Les Flagellants et les flagellés de Paris/XVII

Charles Carrington (p. 273-282).
CHAPITRE XVII
La Cité. — Le cabaret du Lapin-Blanc. — La rose blanche. — Le général et la femme aux jambes de bois. — Un singulier tambour. — L’as de pique. — Monsieur le premier.





Lîle de la Cité, le berceau de Paris, depuis Camulogène, 52 avant Jésus-Christ, jusqu’en 1856 a été souvent décrite par les historiens, notamment par le bibliophile Jacob, au double point de vue historique et pittoresque ; malgré cela l’île célèbre n’est guère connue que par les Mystères de Paris, d’Eugène Sue, qui y a placé l’action et les principales scènes de son roman. Se faire une idée de ce qu’était la Cité d’après ce livre populaire, ce serait exactement comme si l’on voulait apprendre l’histoire de France dans les Trois Mousquetaires d’Alexandre Dumas, et la géographie dans les œuvres de Gustave Aymard.

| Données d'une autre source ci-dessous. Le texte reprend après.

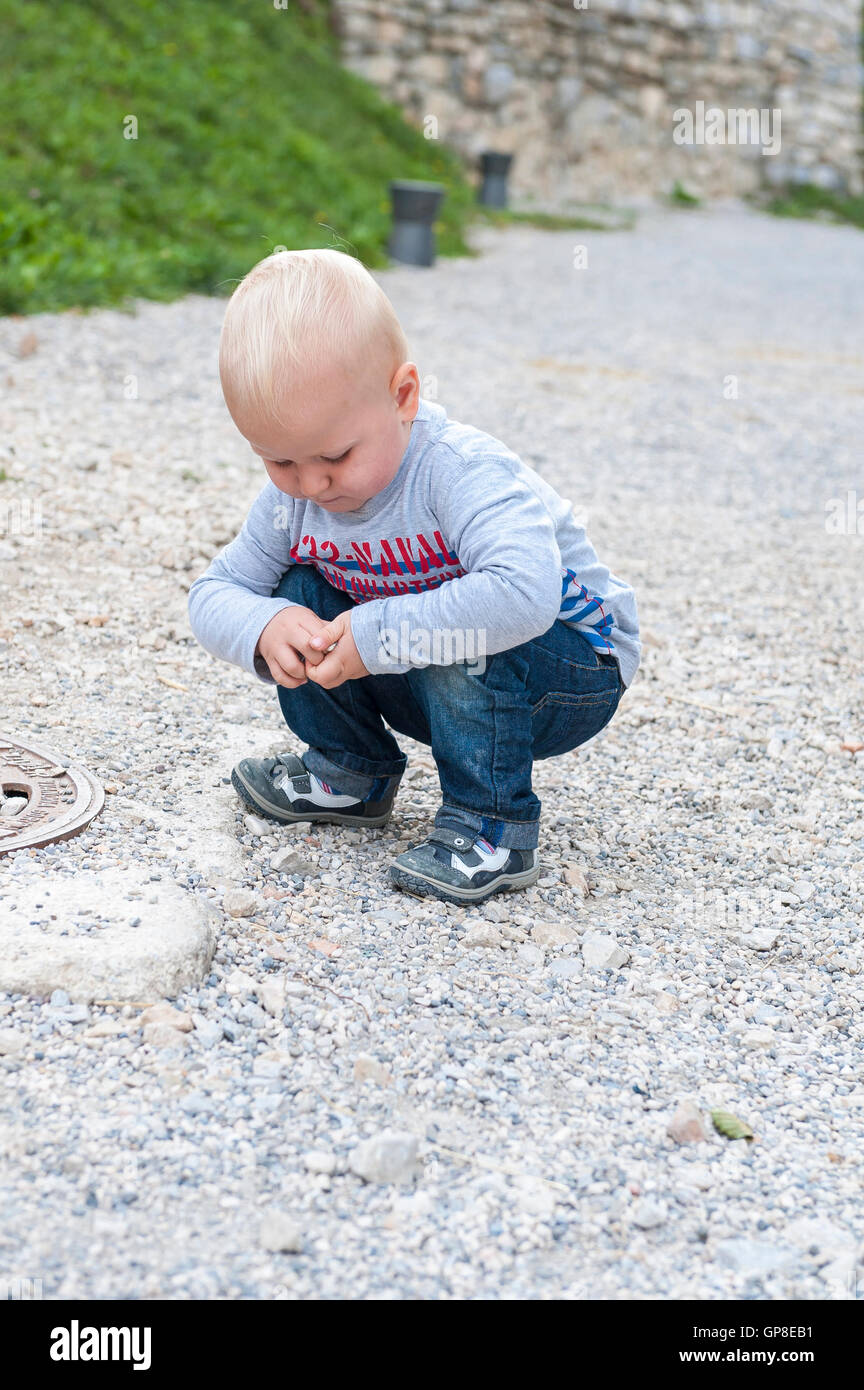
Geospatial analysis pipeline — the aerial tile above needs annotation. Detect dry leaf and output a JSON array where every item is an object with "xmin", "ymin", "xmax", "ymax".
[{"xmin": 310, "ymin": 937, "xmax": 342, "ymax": 955}]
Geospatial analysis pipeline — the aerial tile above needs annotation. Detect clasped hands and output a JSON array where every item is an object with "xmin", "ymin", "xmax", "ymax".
[{"xmin": 256, "ymin": 605, "xmax": 369, "ymax": 689}]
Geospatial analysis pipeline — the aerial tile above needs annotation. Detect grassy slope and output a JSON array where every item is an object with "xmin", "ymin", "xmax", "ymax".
[{"xmin": 0, "ymin": 0, "xmax": 474, "ymax": 313}]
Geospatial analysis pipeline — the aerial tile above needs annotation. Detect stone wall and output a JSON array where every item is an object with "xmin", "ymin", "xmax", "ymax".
[{"xmin": 333, "ymin": 0, "xmax": 863, "ymax": 206}]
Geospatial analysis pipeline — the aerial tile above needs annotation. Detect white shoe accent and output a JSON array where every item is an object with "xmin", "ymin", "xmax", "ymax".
[
  {"xmin": 274, "ymin": 773, "xmax": 361, "ymax": 810},
  {"xmin": 450, "ymin": 840, "xmax": 510, "ymax": 878}
]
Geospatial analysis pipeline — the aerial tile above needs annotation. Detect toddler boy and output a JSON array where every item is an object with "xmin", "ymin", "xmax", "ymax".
[{"xmin": 189, "ymin": 250, "xmax": 640, "ymax": 904}]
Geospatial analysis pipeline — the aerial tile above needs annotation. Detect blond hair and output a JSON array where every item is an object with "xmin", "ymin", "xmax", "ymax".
[{"xmin": 219, "ymin": 247, "xmax": 408, "ymax": 420}]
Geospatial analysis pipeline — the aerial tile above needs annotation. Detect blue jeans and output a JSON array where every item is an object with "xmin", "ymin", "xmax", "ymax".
[{"xmin": 274, "ymin": 564, "xmax": 626, "ymax": 849}]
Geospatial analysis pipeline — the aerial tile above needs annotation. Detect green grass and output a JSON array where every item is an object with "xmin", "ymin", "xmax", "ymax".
[
  {"xmin": 764, "ymin": 183, "xmax": 864, "ymax": 227},
  {"xmin": 0, "ymin": 0, "xmax": 474, "ymax": 314}
]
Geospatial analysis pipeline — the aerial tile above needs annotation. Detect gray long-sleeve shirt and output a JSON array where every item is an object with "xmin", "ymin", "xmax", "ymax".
[{"xmin": 189, "ymin": 398, "xmax": 642, "ymax": 685}]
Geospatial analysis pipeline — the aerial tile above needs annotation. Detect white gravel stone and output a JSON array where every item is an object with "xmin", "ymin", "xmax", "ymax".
[
  {"xmin": 0, "ymin": 867, "xmax": 215, "ymax": 1004},
  {"xmin": 582, "ymin": 931, "xmax": 631, "ymax": 970},
  {"xmin": 350, "ymin": 1131, "xmax": 419, "ymax": 1183},
  {"xmin": 261, "ymin": 1212, "xmax": 304, "ymax": 1255},
  {"xmin": 631, "ymin": 1197, "xmax": 670, "ymax": 1230},
  {"xmin": 222, "ymin": 888, "xmax": 258, "ymax": 917}
]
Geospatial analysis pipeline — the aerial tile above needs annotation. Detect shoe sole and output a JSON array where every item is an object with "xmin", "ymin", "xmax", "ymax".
[
  {"xmin": 231, "ymin": 767, "xmax": 392, "ymax": 828},
  {"xmin": 390, "ymin": 865, "xmax": 540, "ymax": 902}
]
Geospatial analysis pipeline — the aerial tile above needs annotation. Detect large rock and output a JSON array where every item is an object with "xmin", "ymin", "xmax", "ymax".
[
  {"xmin": 0, "ymin": 869, "xmax": 217, "ymax": 1004},
  {"xmin": 350, "ymin": 1130, "xmax": 419, "ymax": 1183}
]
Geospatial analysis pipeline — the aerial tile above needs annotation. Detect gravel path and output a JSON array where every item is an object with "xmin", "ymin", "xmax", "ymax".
[{"xmin": 0, "ymin": 207, "xmax": 864, "ymax": 1300}]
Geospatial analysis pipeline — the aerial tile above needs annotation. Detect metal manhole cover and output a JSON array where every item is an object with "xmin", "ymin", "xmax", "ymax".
[{"xmin": 0, "ymin": 731, "xmax": 106, "ymax": 855}]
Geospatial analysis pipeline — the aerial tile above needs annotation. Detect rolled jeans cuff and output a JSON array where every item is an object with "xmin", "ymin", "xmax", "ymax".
[
  {"xmin": 435, "ymin": 803, "xmax": 540, "ymax": 849},
  {"xmin": 303, "ymin": 748, "xmax": 407, "ymax": 801}
]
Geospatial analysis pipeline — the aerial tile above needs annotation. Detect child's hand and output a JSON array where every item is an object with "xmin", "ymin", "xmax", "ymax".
[
  {"xmin": 257, "ymin": 603, "xmax": 332, "ymax": 689},
  {"xmin": 306, "ymin": 609, "xmax": 369, "ymax": 691}
]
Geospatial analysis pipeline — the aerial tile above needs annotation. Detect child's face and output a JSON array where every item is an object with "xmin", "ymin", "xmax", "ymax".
[{"xmin": 235, "ymin": 361, "xmax": 419, "ymax": 512}]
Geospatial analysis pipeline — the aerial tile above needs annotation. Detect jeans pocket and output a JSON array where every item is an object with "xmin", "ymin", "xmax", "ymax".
[{"xmin": 531, "ymin": 684, "xmax": 621, "ymax": 762}]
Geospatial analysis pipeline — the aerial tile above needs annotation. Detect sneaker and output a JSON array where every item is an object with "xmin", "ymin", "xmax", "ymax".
[
  {"xmin": 390, "ymin": 826, "xmax": 540, "ymax": 902},
  {"xmin": 231, "ymin": 753, "xmax": 396, "ymax": 826}
]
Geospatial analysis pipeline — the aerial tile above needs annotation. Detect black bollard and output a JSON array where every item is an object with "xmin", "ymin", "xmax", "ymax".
[
  {"xmin": 388, "ymin": 179, "xmax": 445, "ymax": 265},
  {"xmin": 479, "ymin": 150, "xmax": 513, "ymax": 207}
]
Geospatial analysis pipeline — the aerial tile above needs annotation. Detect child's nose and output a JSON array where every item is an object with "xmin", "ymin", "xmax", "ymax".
[{"xmin": 297, "ymin": 468, "xmax": 337, "ymax": 502}]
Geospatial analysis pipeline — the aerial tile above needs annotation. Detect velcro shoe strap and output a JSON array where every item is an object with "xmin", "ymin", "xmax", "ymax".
[
  {"xmin": 426, "ymin": 826, "xmax": 475, "ymax": 851},
  {"xmin": 279, "ymin": 753, "xmax": 313, "ymax": 795}
]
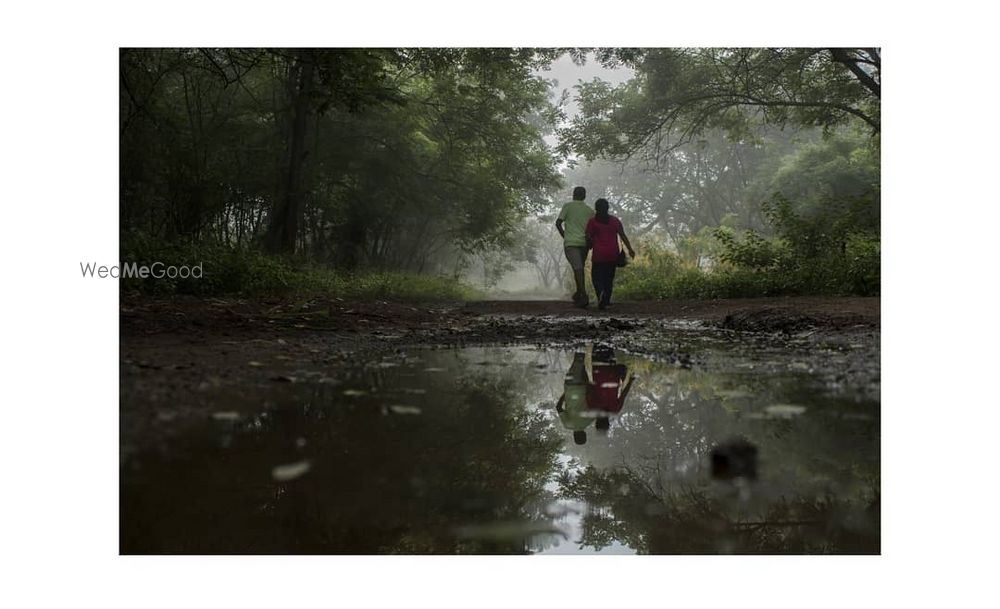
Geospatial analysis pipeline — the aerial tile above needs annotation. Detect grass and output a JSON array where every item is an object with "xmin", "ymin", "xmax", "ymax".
[{"xmin": 121, "ymin": 240, "xmax": 480, "ymax": 302}]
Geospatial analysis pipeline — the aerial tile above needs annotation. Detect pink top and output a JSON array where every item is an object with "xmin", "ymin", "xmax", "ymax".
[{"xmin": 586, "ymin": 216, "xmax": 622, "ymax": 262}]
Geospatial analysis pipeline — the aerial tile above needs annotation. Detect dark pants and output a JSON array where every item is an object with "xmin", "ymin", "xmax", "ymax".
[{"xmin": 590, "ymin": 261, "xmax": 618, "ymax": 304}]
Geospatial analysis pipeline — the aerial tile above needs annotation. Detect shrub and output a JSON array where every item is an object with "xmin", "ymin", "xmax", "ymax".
[{"xmin": 121, "ymin": 237, "xmax": 478, "ymax": 301}]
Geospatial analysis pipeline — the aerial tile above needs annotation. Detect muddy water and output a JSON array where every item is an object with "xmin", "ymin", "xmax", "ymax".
[{"xmin": 121, "ymin": 344, "xmax": 879, "ymax": 554}]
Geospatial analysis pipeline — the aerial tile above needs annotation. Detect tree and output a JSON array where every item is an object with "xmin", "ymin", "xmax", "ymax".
[{"xmin": 561, "ymin": 48, "xmax": 881, "ymax": 163}]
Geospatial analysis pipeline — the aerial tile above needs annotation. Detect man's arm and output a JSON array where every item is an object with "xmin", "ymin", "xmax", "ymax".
[{"xmin": 618, "ymin": 224, "xmax": 635, "ymax": 258}]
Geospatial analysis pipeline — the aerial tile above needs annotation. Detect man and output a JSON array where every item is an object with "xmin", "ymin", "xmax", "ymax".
[{"xmin": 556, "ymin": 186, "xmax": 594, "ymax": 307}]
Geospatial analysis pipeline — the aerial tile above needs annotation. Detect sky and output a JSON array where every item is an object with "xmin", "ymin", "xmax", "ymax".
[{"xmin": 537, "ymin": 54, "xmax": 634, "ymax": 153}]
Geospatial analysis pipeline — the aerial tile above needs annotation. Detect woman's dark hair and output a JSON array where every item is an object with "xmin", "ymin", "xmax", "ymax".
[{"xmin": 594, "ymin": 199, "xmax": 611, "ymax": 224}]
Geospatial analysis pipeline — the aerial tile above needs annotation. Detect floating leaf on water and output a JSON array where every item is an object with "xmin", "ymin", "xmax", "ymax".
[
  {"xmin": 764, "ymin": 404, "xmax": 806, "ymax": 418},
  {"xmin": 271, "ymin": 461, "xmax": 310, "ymax": 482},
  {"xmin": 389, "ymin": 404, "xmax": 423, "ymax": 414},
  {"xmin": 715, "ymin": 389, "xmax": 751, "ymax": 399}
]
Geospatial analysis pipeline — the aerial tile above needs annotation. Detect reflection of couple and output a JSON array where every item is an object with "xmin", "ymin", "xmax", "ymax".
[{"xmin": 556, "ymin": 344, "xmax": 633, "ymax": 444}]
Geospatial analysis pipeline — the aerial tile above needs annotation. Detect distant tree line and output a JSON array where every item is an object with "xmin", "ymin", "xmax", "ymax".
[{"xmin": 119, "ymin": 48, "xmax": 559, "ymax": 271}]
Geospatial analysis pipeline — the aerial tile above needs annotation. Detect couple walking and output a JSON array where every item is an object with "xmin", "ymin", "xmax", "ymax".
[{"xmin": 556, "ymin": 186, "xmax": 635, "ymax": 309}]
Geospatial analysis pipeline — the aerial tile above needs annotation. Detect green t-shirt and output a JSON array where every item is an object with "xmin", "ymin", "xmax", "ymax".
[{"xmin": 559, "ymin": 201, "xmax": 594, "ymax": 247}]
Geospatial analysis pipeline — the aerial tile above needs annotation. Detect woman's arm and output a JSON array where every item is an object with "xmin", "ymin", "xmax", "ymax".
[{"xmin": 618, "ymin": 221, "xmax": 635, "ymax": 258}]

Les générations passent rapides comme le vent. Personne aujourd’hui ne se souvient de ce dédale de rues étroites, boueuses, véritables cloaques, derniers vestiges du moyen-âge, où le soleil et la lumière ne pénétraient jamais, repaire de bandits, de voleurs et d’assassins, clapiers de filles publiques où la police n’osait jamais s’aventurer, même en force.

En voyant de nos jours le boulevard du Palais, la rue de Lutèce, la rue d’Arcole, le quai du Marché neuf et le quai du Marché aux Fleurs, voies somptueuses, si vivantes, si grouillantes, si aérées, qui se souvient, dis-je, que sur leur emplacement, il y a à peine quarante-cinq ans, il existait une véritable forêt de Bondy.

Eugène Sue a popularisé le tapis franc de la rue aux Fèves, le cabaret du Lapin Blanc, tenu par la mère Mauras, dont il a fait un type imaginaire, comme d’ailleurs ceux de Bras rouge, du Chourineur, du Maître d’école, de la Chouette et de la Goualeuse, mais ce cabaret et cette rue ne sont qu’un extrait de l’ensemble que présentait l’île de la Cité, qui avait un caractère unique au monde.

La population composée de ravageurs, de regrattiers, de chiffonniers, d’individus pratiquant les métiers les plus étranges était digne du cadre.

Chaque rue tirait son nom des corporations qui y avaient élu domicile depuis des siècles ; telles les rues de La Barillerie, habitée par les tonneliers, où se trouvaient les caves des rois de France, la rue de La Calendre, par les calendreurs de draps, la rue des Marmouzats, par les fabricants d’images enluminées, la rue des Chaircuitiers,par les marchands de salaisons, la rue Coquatrix, par les cuisiniers — la première syllabe coq désigne encore de nos jours le cuisinier à bord des navires sous le nom de maître coq. — La rue des Fripiers, par les marchands d’habits, enfin la rue Saint-Éloi, par les forgerons.

Les voitures étaient un évènement, d’ailleurs elles n’auraient pu circuler à cause de l’étroitesse des rues, et ensuite à cause des auvents et des étalages qui faisaient saillies sur la chaussée, dont le milieu était coupé par un large ruisseau constamment exploré par les ravageurs.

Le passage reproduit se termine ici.